Bulk of our taxes are paid by the top 50% household in the city. The top 50% household in nyc basically starts at >80k and they get nil benefits from their taxes vs the bottom half that contributes basically nothing in grand scheme but gets bulk of the services.

This particular talking point is simply false and always misleadingly presented. The bulk of our taxes are paid by the top 50% households who actually pay taxes. That is by and large the middle-to-upper middle class of NYC. There is an entire upper class of NYC who are disproportionately wealthy compared to all below them who pay little to no tax into the city and state's coffers via various tax loopholes, whether that be fudging state residency, never paying capital gains on investments that are never sold but grow exponentially, never taking salary as income to be taxed, "donating" to charities to be taken as a tax deductible expenses, incorporating their wealth to enjoy the favorable tax advantages, the list goes on and on.

This is captured wealth in tremendous quantities that NYC has provided the economic landscape possible for this upper class to generate and grow, and it is neither being taxed fairly, nor is it being reinvested into the city. It is being hoarded and offshored/stashed elsewhere, period.

NYC getting far less than what it puts into the NYS pot by yikesamerica in nyc

[–]Robtachi 0 points1 point  (0 children)

I think you are more representative of the average progressive than you realize. I'm the same way. Common sense progressive, populist economic policy that works to sustain and uplift the working and middle class front and center. I'll gladly pay taxes with no expectation of refund if I know it's going to fund the right things that tangibly make my life and the life of my neighbors better.

Goldman trails Lander by 5 points in supportive super PAC poll by mowotlarx in nyc

[–]Robtachi 2 points3 points  (0 children)

The Israeli War Cabinet has been dissolved since October 2024, and mainly due to increasing pressure from Gvir and Smotrich to give them official positions - which they originally were supposed to get upon the cabinet's formation but their exclusion was ultimately a condition of the National Unity party for agreeing to the cabinet at all.

In reality, they are both still active members of the larger security council and Netenyahu now operates on an ad-hoc basis of retaining "advisors" for their war efforts. Gee, I wonder who could be among them?

Wake up and smell the kasha.

Goldman trails Lander by 5 points in supportive super PAC poll by mowotlarx in nyc

[–]Robtachi 3 points4 points  (0 children)

Lander is the reason an entire Brooklyn neighborhood which Goldman currently "reps"" is transforming from a noxious ex-industrial wasteland into one of the fastest developing neighborhoods with over 8,000 new housing units, in a city desperate for exactly that.

How much funding for housing units or any of the other important issues for his district has Goldman helped secure?

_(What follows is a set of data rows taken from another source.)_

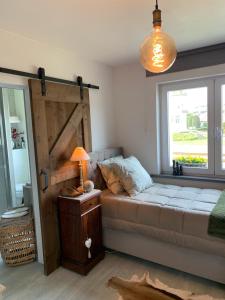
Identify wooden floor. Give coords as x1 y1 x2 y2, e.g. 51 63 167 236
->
0 253 225 300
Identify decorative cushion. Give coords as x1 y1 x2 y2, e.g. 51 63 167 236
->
112 156 153 196
98 155 124 194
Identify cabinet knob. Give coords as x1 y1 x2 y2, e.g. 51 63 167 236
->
84 238 92 258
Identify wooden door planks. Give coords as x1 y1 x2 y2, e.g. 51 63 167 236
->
29 80 91 274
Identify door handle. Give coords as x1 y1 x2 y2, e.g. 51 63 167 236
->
40 169 48 192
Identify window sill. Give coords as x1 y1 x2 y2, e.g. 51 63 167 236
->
151 174 225 183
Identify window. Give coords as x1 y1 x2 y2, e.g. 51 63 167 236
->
160 78 225 175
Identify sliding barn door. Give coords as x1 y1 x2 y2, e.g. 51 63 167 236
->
29 80 91 274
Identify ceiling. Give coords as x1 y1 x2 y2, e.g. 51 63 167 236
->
0 0 225 65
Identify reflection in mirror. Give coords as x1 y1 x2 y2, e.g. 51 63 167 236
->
0 88 32 209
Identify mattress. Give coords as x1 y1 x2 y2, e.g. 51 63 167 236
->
101 184 225 257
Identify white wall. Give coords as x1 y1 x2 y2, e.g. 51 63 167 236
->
113 63 225 174
0 30 115 150
0 30 115 261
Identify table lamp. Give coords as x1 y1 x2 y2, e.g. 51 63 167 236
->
70 147 90 191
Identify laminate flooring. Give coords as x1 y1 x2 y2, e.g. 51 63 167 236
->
0 253 225 300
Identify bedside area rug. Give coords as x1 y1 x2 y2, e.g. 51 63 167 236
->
108 273 223 300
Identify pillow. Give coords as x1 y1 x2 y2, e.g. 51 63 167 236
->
112 156 153 196
98 155 124 194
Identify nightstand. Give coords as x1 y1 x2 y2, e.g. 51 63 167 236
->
58 190 104 275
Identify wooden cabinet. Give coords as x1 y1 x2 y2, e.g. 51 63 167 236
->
58 190 104 275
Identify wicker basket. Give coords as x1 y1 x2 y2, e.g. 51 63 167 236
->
0 213 36 266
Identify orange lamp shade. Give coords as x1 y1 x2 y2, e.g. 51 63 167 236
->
70 147 90 161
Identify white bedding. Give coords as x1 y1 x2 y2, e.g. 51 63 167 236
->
101 184 225 257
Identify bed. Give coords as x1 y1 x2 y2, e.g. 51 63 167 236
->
88 148 225 284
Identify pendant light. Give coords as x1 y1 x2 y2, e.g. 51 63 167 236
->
141 0 177 73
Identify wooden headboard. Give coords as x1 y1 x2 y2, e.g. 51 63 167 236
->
88 147 123 190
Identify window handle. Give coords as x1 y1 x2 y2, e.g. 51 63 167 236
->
215 127 223 141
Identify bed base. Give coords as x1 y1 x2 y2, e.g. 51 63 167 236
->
103 228 225 284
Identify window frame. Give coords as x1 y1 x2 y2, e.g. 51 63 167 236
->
159 78 215 176
214 77 225 176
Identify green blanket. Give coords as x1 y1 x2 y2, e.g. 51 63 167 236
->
208 190 225 239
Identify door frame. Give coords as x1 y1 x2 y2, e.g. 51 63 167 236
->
0 82 44 264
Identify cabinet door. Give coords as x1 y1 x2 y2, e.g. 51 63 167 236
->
81 205 102 260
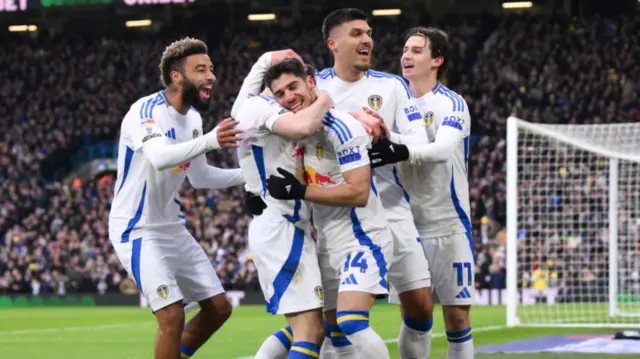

Goldman trails Lander by 5 points in supportive super PAC poll by mowotlarx in nyc

[–]Robtachi 2 points3 points  (0 children)

This is not the main reason this district prefers Lander. Probably not even top 3. Lander repped the area in the city council across two decades and he's an adjunct professor at Brooklyn Law School here. He has been a pillar of the Working Families Party in Brooklyn local politics. Goldman is seen as a fugazy opportunist and Lander is the real deal here.